Mergers and acquisitions are fairly common in the business world and involve either the combining of the assets of two or more companies (merger), or the purchase of one company by another (acquisition). Acquisitions are also sometimes referred to as “take-overs” but this image gives a sense of a hostile action by one company towards another. This may indeed be the case (as in “hostile take-overs”) but more often acquisitions are negotiated by partners who are equally interested in striking a deal. For sellers looking to merge or be taken over by another company, the challenge is to find the right buyer – in this case, motivated sellers can contact a company like Generational Equity Reviews for assistance. Here are some of the common reasons why a company might be interested in merging or acquiring another.
To Achieve Economies of Scale – this is an economic term that refers to the fact that generally speaking a single large company is able to produce more efficiently than two smaller companies because it avoids the duplication of costly production components. This may especially be the case when there is a large infrastructure requirement to operate the business – for example, if two cell phone companies are each going to be able to provide national coverage, they will each need to build thousands of towers. This duplication of effort and expense is the sort of thing that a single cell phone company would be able to avoid. This savings can be generated in any area where more than one company is duplicating the efforts or processes of another.
To Increase Market Share – sometimes, a business will be motivated to purchase another business in order to eliminate the competition and to increase its share of the market to increase profit and perhaps also gain control of the competitor’s proprietary processes or technologies.
To Reduce Tax Burdens – companies facing a high tax burden are able to purchase unprofitable businesses and then use that company’s losses as a deduction in order to reduce their own taxes. There are limits on a company’s ability to do this, however.

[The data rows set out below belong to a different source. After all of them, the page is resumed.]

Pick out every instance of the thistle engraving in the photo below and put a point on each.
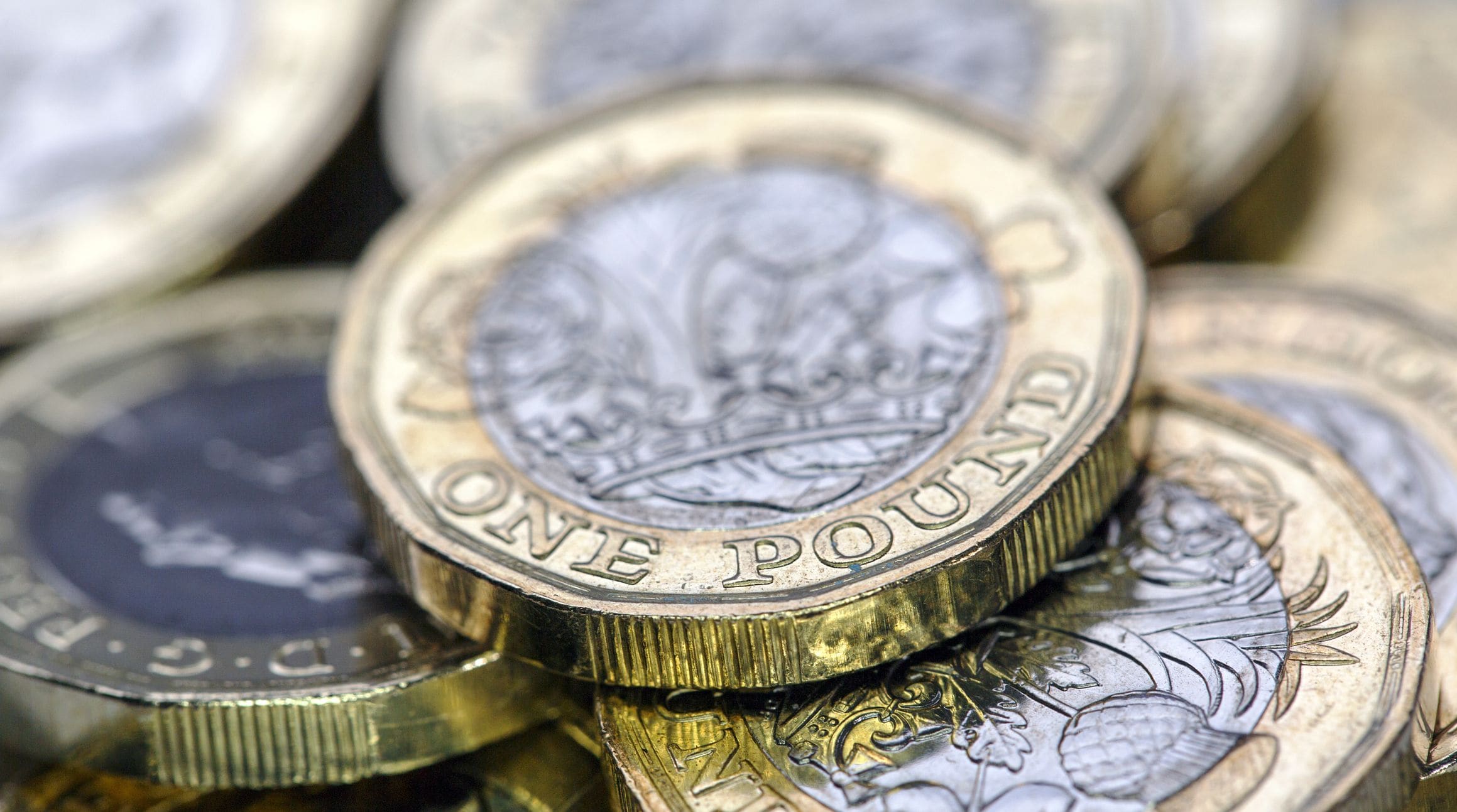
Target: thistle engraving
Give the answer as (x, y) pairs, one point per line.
(1137, 670)
(987, 50)
(1404, 470)
(734, 348)
(95, 92)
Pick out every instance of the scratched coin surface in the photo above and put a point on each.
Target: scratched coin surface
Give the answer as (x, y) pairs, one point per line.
(1366, 376)
(742, 384)
(1246, 632)
(181, 563)
(1248, 73)
(467, 73)
(1372, 176)
(541, 770)
(142, 141)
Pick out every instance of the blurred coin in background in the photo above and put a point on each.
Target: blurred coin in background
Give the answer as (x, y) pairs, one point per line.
(185, 587)
(742, 384)
(1368, 193)
(1373, 380)
(1248, 73)
(1246, 631)
(142, 141)
(465, 73)
(541, 770)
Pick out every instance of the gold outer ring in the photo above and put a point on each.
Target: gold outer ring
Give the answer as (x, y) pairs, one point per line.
(541, 770)
(1105, 80)
(391, 695)
(1218, 323)
(1034, 469)
(1336, 734)
(298, 89)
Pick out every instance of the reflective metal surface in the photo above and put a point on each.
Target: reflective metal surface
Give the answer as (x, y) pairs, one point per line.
(187, 593)
(878, 332)
(1233, 638)
(467, 75)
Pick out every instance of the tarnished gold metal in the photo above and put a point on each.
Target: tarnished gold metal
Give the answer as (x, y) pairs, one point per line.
(1372, 379)
(1248, 632)
(467, 73)
(145, 152)
(742, 384)
(88, 680)
(1249, 70)
(541, 770)
(1366, 195)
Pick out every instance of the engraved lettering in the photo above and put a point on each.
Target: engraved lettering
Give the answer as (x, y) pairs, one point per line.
(472, 488)
(35, 603)
(1003, 455)
(62, 634)
(713, 770)
(185, 657)
(756, 555)
(853, 542)
(300, 658)
(615, 562)
(934, 506)
(541, 538)
(1048, 382)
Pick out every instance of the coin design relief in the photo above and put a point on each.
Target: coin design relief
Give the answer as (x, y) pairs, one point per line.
(468, 73)
(1249, 72)
(181, 562)
(541, 770)
(742, 384)
(142, 141)
(1246, 631)
(1376, 163)
(1366, 376)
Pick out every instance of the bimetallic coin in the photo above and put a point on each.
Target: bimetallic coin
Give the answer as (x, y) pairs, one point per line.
(1248, 631)
(742, 384)
(537, 772)
(1370, 379)
(1249, 70)
(185, 591)
(142, 141)
(465, 73)
(1376, 165)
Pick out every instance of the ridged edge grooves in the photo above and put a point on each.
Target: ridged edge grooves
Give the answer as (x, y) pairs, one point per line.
(1061, 519)
(761, 652)
(263, 744)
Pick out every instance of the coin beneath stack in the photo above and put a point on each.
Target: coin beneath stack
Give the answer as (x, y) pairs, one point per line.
(742, 384)
(1376, 165)
(541, 770)
(142, 141)
(1368, 377)
(185, 593)
(467, 72)
(1249, 70)
(1246, 631)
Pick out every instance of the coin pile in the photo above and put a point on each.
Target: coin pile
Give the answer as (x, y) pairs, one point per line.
(758, 406)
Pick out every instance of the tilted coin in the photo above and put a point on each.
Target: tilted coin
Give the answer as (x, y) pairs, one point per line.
(468, 72)
(185, 593)
(742, 384)
(142, 141)
(541, 770)
(1366, 376)
(1249, 70)
(1248, 631)
(1376, 166)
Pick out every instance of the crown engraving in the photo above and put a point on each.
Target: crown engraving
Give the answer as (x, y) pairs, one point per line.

To Diversify – there are many reasons that a company may be interested in diversifying its profile. Perhaps it is interested in expanding its current products or services into new geographical markets and will be looking to merge or acquire a company similar to itself. It may also be wanting to expand the services or products it provides in order to “hedge” against declines in its own industry. A classic example would be the diversification of tobacco companies into areas as smoking has declined.

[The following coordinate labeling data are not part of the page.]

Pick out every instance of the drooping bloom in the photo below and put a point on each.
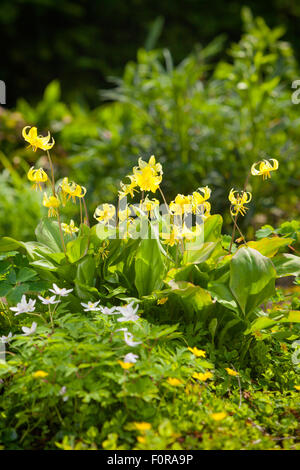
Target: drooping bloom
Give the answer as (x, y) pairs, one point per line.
(24, 306)
(52, 203)
(181, 205)
(148, 176)
(37, 177)
(238, 201)
(61, 292)
(105, 213)
(71, 228)
(265, 167)
(71, 190)
(36, 141)
(29, 331)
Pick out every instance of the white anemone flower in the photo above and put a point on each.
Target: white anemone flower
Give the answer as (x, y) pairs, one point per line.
(48, 300)
(29, 331)
(130, 357)
(91, 306)
(108, 311)
(24, 306)
(6, 339)
(128, 313)
(61, 292)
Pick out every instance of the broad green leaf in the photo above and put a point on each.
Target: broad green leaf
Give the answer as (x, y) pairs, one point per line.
(269, 246)
(149, 267)
(252, 278)
(47, 232)
(287, 265)
(77, 249)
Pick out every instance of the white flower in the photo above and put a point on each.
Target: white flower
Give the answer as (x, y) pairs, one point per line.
(108, 311)
(130, 357)
(23, 306)
(128, 338)
(61, 292)
(5, 339)
(29, 331)
(48, 300)
(91, 306)
(128, 312)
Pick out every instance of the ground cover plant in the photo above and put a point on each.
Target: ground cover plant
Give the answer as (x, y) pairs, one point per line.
(152, 327)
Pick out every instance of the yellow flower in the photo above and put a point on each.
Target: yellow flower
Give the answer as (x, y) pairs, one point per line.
(202, 377)
(40, 374)
(197, 352)
(71, 190)
(71, 228)
(265, 167)
(181, 205)
(218, 416)
(125, 365)
(128, 188)
(105, 213)
(198, 199)
(162, 301)
(36, 141)
(146, 179)
(143, 426)
(52, 203)
(174, 382)
(232, 372)
(37, 177)
(156, 167)
(238, 201)
(148, 205)
(173, 237)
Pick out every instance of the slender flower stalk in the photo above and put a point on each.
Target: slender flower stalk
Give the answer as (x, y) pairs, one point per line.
(54, 194)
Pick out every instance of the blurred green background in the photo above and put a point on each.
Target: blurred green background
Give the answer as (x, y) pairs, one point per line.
(206, 88)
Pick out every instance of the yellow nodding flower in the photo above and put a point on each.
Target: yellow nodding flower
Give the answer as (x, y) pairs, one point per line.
(148, 176)
(71, 228)
(105, 213)
(71, 190)
(265, 167)
(37, 141)
(128, 188)
(37, 177)
(173, 237)
(52, 203)
(181, 205)
(238, 201)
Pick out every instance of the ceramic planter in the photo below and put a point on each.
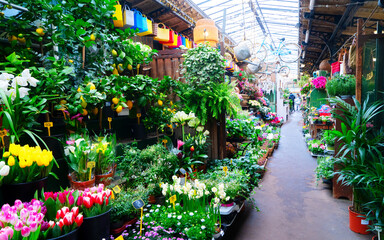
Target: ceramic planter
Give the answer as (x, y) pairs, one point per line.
(74, 235)
(22, 191)
(357, 223)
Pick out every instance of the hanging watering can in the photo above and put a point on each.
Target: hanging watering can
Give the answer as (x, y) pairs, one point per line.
(242, 51)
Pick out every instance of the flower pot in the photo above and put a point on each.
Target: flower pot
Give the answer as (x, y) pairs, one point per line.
(152, 199)
(106, 179)
(356, 223)
(96, 227)
(74, 235)
(22, 191)
(81, 185)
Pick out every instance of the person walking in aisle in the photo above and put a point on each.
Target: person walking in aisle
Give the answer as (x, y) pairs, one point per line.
(292, 97)
(298, 102)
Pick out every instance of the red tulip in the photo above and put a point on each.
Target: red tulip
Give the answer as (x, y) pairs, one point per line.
(58, 214)
(79, 220)
(71, 199)
(60, 223)
(75, 211)
(62, 198)
(65, 210)
(87, 201)
(68, 219)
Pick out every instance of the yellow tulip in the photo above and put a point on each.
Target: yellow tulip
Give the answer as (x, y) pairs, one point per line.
(11, 161)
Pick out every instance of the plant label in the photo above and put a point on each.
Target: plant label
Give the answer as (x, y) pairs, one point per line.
(90, 165)
(364, 222)
(225, 169)
(109, 122)
(48, 125)
(116, 189)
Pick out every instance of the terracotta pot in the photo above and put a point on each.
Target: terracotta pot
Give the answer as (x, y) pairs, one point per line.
(356, 223)
(81, 185)
(106, 179)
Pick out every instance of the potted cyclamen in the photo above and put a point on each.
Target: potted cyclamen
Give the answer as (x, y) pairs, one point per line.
(79, 156)
(104, 157)
(28, 170)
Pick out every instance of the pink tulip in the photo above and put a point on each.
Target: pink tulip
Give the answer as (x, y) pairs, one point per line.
(179, 144)
(88, 203)
(75, 211)
(79, 220)
(25, 231)
(18, 226)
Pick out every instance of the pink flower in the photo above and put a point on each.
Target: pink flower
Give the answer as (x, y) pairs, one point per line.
(179, 144)
(25, 231)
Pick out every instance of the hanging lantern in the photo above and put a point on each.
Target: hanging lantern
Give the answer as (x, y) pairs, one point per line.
(206, 31)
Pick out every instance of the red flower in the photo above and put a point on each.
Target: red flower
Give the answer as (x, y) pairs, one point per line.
(60, 223)
(68, 219)
(62, 198)
(79, 220)
(87, 201)
(75, 211)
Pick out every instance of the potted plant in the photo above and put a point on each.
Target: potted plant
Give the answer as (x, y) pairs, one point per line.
(79, 155)
(360, 144)
(341, 85)
(28, 170)
(324, 170)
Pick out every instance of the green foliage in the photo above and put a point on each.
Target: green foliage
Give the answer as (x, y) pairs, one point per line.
(341, 85)
(202, 65)
(324, 167)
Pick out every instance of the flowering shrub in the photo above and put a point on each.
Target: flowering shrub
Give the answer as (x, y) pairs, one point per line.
(27, 164)
(319, 82)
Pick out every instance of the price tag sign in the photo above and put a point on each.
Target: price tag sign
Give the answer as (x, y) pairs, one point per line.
(225, 169)
(172, 200)
(48, 125)
(109, 122)
(139, 204)
(116, 189)
(3, 133)
(90, 165)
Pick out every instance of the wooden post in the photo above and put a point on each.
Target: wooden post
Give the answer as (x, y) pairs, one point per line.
(359, 59)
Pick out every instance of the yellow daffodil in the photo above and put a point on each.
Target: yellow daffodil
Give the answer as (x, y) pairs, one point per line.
(11, 161)
(14, 149)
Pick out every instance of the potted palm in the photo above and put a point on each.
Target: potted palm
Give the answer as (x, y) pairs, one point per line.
(360, 144)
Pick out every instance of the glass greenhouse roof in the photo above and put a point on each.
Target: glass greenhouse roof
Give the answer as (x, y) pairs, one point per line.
(256, 19)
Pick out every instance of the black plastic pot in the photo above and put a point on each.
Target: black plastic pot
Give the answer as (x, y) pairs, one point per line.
(21, 191)
(74, 235)
(95, 228)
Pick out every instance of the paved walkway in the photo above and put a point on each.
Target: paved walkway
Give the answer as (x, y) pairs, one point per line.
(292, 206)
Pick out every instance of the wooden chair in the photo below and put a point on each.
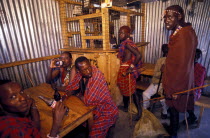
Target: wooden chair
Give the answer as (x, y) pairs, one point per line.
(203, 102)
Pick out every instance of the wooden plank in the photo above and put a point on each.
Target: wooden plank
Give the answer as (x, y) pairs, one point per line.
(115, 8)
(17, 63)
(72, 2)
(94, 15)
(105, 28)
(93, 37)
(82, 30)
(89, 50)
(86, 32)
(128, 20)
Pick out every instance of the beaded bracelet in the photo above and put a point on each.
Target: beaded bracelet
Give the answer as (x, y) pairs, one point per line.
(48, 135)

To Cross-sell Complimentary Products – the classic example of complimentary products is hotdogs and ketchup; if the sale of one goes up, the sale of the other is also likely to go up as well. Companies may be motivated for this reason to acquire companies that produce complementary products so that they are able to capture that expanded “ready-made” market or customer base.
These are just some of the many reasons that one business may be motivated to merge with or acquire another.